Patiente âgée de 50 ans, qui a consulté pour une baisse d’acuité visuelle(AV) accompagnée de métamorphopsies prédominants au niveau de l’œil gauche (OG). La patiente présentait une AV à 2/10 au niveau de l’oeil droit (OD) avec une réfraction de -1 (-1,25 à 79°)  et de 1/10  au niveau de l’OG avec une réfraction de -2 (-1,25 à 89°). La longueur axiale (LA) était de 23,84 mm OD et de 24,04 mm OG. L’AV corrigée était de 6/10e à droite et de 5/10e à gauche. L’examen du segment antérieur retrouve une cataracte  en ODG classée P2 en OD et P3 en OG. L’examen du  FO a montré une importante atrophie choriorétinienne bilatérale  prédominante au niveau de l’OG.

L’échographie oculaire en mode B, a mis en évidence un bombement rétinochoroïdien bilatéral de la région maculaire.

L’OCT spectral domaine a objectivé, en coupe horizontale et verticale, l’aspect d’une saillie de la région maculaire intéressant la rétine neuro-sensorielle, l’épithélium pigmentaire (EP) et la choroïde sous-jacente associé à un décollement séreux rétinien (DSR) bilatéral.

L’angiographie a montré un point de fuite tardif localisé au niveau de l’apex du dôme maculaire beaucoup plus important à gauche.

Un traitement par injection intra-vitréenne d’avastin fut décidé en OG. (en cours)

La macula en forme de dôme est une maladie relativement nouvelle, décrite pour la première fois en 2008 par Gaucher et al. Bien que plusieurs études aient été menées au cours des dernières années, on en sait peu sur l'histoire naturelle de ce syndrome. L’âge moyen d’apparition serait de 50 ans avec  une prédominance féminine  La bilatéralité de l’atteinte est retrouvée dans 50-53%. Jusqu'à présent, trois formes de SMD ont été décrits.[1]

Plusieurs théories ont été postulées concernant le mécanisme et les processus physiopathologiques conduisant à la formation de SMD, dont le role joué par l'épaississement choroidien, scéral et l'atrophie de l'épithélium pigmentaire.[2]

La complication la plus fréquente dans SMD est la présence de DSR en l’absence de néovaisseaux dont la cause n’est toujours pas claire et fait l’objet d’un débat. 
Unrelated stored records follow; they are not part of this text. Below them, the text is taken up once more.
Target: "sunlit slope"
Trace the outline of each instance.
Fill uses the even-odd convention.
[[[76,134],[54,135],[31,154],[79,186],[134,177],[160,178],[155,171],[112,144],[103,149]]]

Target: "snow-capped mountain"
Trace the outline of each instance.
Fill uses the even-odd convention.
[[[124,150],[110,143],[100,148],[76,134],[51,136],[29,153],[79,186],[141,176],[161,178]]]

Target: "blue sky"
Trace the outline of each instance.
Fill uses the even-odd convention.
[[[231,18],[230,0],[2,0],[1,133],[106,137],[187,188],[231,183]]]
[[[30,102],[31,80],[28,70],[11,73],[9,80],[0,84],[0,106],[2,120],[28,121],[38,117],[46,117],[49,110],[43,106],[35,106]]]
À ce jour, aucun accord n'a été trouvé sur l'approche optimale du traitement de cette complication. 

Compte tenu de la description relativement récente du SMD, l'évolution clinique à long terme de cette affection dans les yeux myopes et encore moins non myopes  est encore mal documentée. Il serait utile de savoir si le SMD est un mécanisme d’adaptation et de protection permettant de maintenir acuité visuelle claire pour une certaine longueur axiale ou un processus pathologique. Ainsi, des études prospectives peuvent s'avérer nécessaires pour comprendre la physiopathologie de ce syndrome,  d’en évaluer l'incidence et la prévalence réelle du dans les yeux myopes et non myopes.